Second, for the substantive standards for CMP liability, the proposed rule does not address the statutory intent standard requiring “knowing and intentional” overcharges. Instead, the proposed rule focuses primarily on the important mathematical question of what constitutes a discrete “instance of overcharging.” Proposed section 10.11(b) defines an instance of overcharging as “any order for a covered outpatient drug, by NDC, which results in a covered entity paying more than the ceiling price.” More specifically, each order for an NDC constitutes a single instance, regardless of the number of units ordered. Further, even if an initial charge was correct, if a manufacturer’s Medicaid pricing recalculation results in a change to the ceiling price, the failure or documented refusal to provide a credit or refund based on a lower revised ceiling price may also constitute an instance of overcharging. The proposed rule specifies that the manufacturer is obligated to make available 340B discounts regardless of the product’s distribution method. On the other hand, the rule also clarifies that an instance of overcharging may only occur if a covered entity identifies a purchase as a 340B order at the time of purchase.

Third, for the CMP process, HRSA has delegated its CMP authority to the HHS Office of Inspector General (OIG), and CMP proceedings will follow the OIG’s existing CMP regulations at 42 C.F.R. Parts 1003 (and presumably, Part 1005).

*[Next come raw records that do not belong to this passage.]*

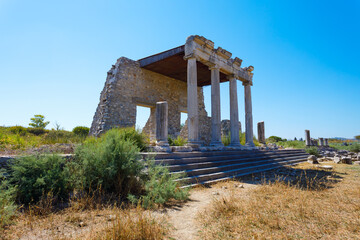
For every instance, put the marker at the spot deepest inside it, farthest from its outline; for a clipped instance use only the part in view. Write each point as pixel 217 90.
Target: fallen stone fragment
pixel 337 159
pixel 312 159
pixel 346 160
pixel 328 167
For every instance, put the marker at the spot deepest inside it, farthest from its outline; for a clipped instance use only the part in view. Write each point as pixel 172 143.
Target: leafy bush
pixel 131 134
pixel 111 162
pixel 226 140
pixel 160 186
pixel 37 131
pixel 355 147
pixel 18 130
pixel 313 151
pixel 81 131
pixel 7 205
pixel 38 121
pixel 35 176
pixel 275 139
pixel 179 141
pixel 58 136
pixel 292 144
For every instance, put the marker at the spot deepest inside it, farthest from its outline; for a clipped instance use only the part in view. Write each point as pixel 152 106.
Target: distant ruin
pixel 177 77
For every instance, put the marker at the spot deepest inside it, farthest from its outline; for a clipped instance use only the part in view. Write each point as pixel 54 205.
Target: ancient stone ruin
pixel 176 76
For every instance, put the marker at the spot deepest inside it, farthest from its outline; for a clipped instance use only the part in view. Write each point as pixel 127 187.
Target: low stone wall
pixel 127 85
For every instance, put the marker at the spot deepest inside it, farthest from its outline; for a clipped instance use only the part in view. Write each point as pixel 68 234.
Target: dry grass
pixel 317 205
pixel 87 217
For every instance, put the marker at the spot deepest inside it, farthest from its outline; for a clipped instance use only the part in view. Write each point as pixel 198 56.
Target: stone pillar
pixel 162 124
pixel 192 102
pixel 261 132
pixel 307 138
pixel 215 108
pixel 234 113
pixel 248 116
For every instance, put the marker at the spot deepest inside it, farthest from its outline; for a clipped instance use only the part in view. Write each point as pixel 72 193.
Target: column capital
pixel 247 83
pixel 230 76
pixel 213 66
pixel 191 56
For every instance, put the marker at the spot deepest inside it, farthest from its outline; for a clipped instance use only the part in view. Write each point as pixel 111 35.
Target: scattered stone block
pixel 312 159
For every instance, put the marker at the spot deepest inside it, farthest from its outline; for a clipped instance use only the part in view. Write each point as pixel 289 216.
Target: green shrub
pixel 131 134
pixel 7 204
pixel 226 140
pixel 58 136
pixel 313 151
pixel 38 121
pixel 18 130
pixel 160 186
pixel 37 131
pixel 81 131
pixel 292 144
pixel 355 147
pixel 179 141
pixel 274 139
pixel 111 162
pixel 35 176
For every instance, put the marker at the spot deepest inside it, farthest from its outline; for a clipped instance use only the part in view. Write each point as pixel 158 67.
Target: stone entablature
pixel 203 50
pixel 127 85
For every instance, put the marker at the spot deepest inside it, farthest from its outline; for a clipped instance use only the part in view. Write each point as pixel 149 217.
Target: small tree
pixel 38 121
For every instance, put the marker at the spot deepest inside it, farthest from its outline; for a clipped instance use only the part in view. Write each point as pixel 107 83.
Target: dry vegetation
pixel 295 203
pixel 315 205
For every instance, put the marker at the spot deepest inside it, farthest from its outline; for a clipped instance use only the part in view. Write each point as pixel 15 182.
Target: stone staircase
pixel 208 167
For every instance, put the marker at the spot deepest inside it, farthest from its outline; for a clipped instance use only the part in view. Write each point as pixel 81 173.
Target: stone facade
pixel 127 85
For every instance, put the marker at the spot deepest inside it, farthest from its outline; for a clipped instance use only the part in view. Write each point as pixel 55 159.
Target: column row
pixel 192 105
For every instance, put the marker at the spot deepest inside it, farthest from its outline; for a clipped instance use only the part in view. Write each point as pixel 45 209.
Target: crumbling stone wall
pixel 127 85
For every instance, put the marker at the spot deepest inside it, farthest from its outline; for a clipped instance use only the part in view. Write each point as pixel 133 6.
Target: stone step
pixel 204 178
pixel 243 174
pixel 191 159
pixel 227 165
pixel 175 165
pixel 177 155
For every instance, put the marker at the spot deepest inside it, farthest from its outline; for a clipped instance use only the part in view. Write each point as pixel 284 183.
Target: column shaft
pixel 234 112
pixel 248 116
pixel 162 123
pixel 308 141
pixel 192 102
pixel 215 108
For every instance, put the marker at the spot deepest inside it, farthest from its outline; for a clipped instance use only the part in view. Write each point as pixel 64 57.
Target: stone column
pixel 248 116
pixel 215 108
pixel 261 132
pixel 234 113
pixel 192 102
pixel 162 124
pixel 307 138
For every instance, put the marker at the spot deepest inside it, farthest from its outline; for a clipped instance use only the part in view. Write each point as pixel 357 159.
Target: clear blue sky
pixel 54 56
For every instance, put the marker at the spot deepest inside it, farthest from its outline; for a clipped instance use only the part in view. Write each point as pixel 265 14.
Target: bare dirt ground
pixel 180 218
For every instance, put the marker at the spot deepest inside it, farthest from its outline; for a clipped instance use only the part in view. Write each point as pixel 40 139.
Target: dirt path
pixel 183 218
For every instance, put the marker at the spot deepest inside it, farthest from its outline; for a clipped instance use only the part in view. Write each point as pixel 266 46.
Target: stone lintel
pixel 206 54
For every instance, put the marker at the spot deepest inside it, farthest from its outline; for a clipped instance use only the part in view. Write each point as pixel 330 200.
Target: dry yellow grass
pixel 318 205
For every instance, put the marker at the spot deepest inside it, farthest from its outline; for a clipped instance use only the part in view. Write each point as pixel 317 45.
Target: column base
pixel 162 143
pixel 216 144
pixel 249 144
pixel 235 145
pixel 194 144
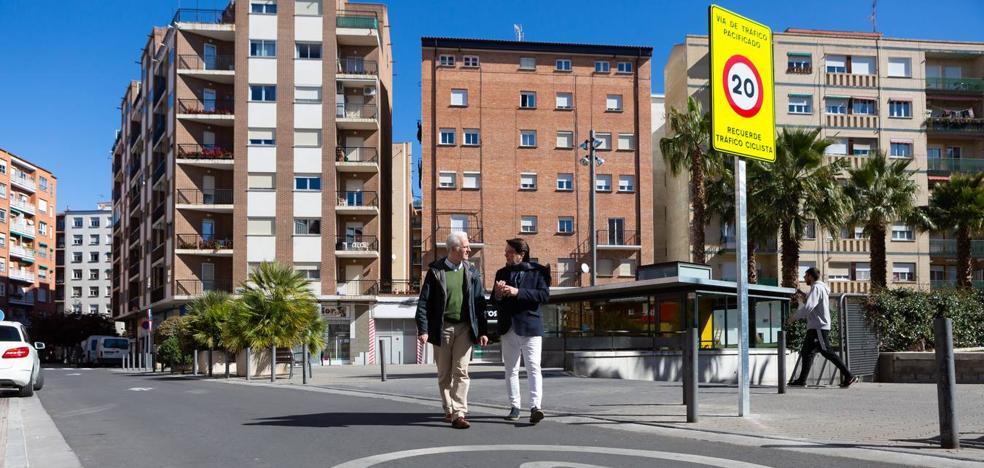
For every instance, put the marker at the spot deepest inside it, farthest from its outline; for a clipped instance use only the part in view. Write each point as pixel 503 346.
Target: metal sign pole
pixel 741 222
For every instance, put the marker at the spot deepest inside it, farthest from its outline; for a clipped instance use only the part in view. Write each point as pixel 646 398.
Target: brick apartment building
pixel 501 126
pixel 27 238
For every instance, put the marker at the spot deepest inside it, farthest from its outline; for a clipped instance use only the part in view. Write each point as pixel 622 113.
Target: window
pixel 259 226
pixel 262 48
pixel 307 138
pixel 446 180
pixel 800 104
pixel 565 182
pixel 472 137
pixel 308 50
pixel 307 183
pixel 263 8
pixel 471 180
pixel 565 101
pixel 903 272
pixel 527 99
pixel 527 224
pixel 527 181
pixel 603 183
pixel 565 139
pixel 565 225
pixel 899 67
pixel 901 232
pixel 900 149
pixel 613 102
pixel 527 138
pixel 836 105
pixel 307 94
pixel 447 136
pixel 261 137
pixel 459 97
pixel 626 183
pixel 626 141
pixel 900 109
pixel 255 181
pixel 263 93
pixel 307 226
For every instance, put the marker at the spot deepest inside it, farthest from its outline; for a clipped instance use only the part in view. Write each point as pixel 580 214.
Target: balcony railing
pixel 357 199
pixel 203 107
pixel 194 287
pixel 198 242
pixel 196 151
pixel 355 111
pixel 956 85
pixel 357 66
pixel 365 154
pixel 617 237
pixel 221 62
pixel 207 197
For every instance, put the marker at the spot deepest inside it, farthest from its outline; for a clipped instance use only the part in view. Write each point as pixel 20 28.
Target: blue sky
pixel 66 66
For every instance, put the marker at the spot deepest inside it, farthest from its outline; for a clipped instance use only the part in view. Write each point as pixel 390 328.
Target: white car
pixel 20 365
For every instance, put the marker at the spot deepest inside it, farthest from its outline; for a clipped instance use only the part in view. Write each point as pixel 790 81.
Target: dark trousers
pixel 819 342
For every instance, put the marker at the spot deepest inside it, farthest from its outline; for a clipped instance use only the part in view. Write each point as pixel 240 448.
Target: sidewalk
pixel 869 420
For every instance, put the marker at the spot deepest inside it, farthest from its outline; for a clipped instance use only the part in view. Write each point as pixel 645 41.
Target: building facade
pixel 27 238
pixel 916 100
pixel 501 125
pixel 257 133
pixel 84 260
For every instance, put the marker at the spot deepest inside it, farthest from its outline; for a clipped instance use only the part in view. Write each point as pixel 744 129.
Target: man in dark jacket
pixel 520 287
pixel 451 316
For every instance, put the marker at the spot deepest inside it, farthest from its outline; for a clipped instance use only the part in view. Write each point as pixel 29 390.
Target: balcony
pixel 215 200
pixel 357 203
pixel 475 239
pixel 962 86
pixel 354 116
pixel 214 68
pixel 948 248
pixel 218 112
pixel 356 159
pixel 617 240
pixel 21 275
pixel 962 126
pixel 356 246
pixel 22 206
pixel 201 245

Discussion and Potential Areas for Comment There are several areas with respect to the calculation of the 340B ceiling price where companies may wish to consider comments, including:

  • Confirming that the $0.01 ceiling price would be multiplied by the package size to determine the package price
  • Clarifying that the use of prior quarter ceiling prices is appropriate where prior quarter Medicaid data may be used (e.g., where there are no sales, or where the calculated AMP is a “false positive”)
  • Clarifying whether, in the context of new drug pricing, a manufacturer is only obligated to true-up pricing upon request of a covered entity (as reflected in existing policy), or whether it must do so in all circumstances, and addressing whether the proposed rule allows sufficient time for true-ups

Regarding the definition of an “instance of overcharging,” the following issues may warrant comment:

  • The meaning of “knowing and intentional”
  • Specific examples of how the “per NDC order” standard may apply
  • With respect to recalculation-based overcharges, the timeframes that manufacturers have to make corrections, and whether those corrections must be in response to covered entity requests

Finally, manufacturers may wish to seek additional guidance for mechanisms for making 340B prices available for products distributed exclusively through limited specialty channels, and should also consider the potential procedural limits of the OIG’s existing CMP regulations (e.g., limitations on discovery mechanisms).

Conclusion The 340B program is undergoing tremendous change in terms of operational and regulatory oversight. The CMP proposed rule is the first of several upcoming rulemakings in the area, and stakeholders should carefully review these proposals and consider submitting comments where appropriate.


  1. 42 U.S.C. 256b.
  2. 80 Fed. Reg. 34583 (June 17, 2015).
  3. 42 U.S.C. § 1396r-8.
  4. Id. § 256b(d)(1)(B)(vi).
  5. Again, HRSA states that this approach is consistent with its existing policy. However, its prior guidance suggests that such true-ups are only necessary upon request of a covered entity, rather than an affirmative duty on the part of manufacturers. See 60 Fed. Reg. at 51488 (Oct. 2, 1995).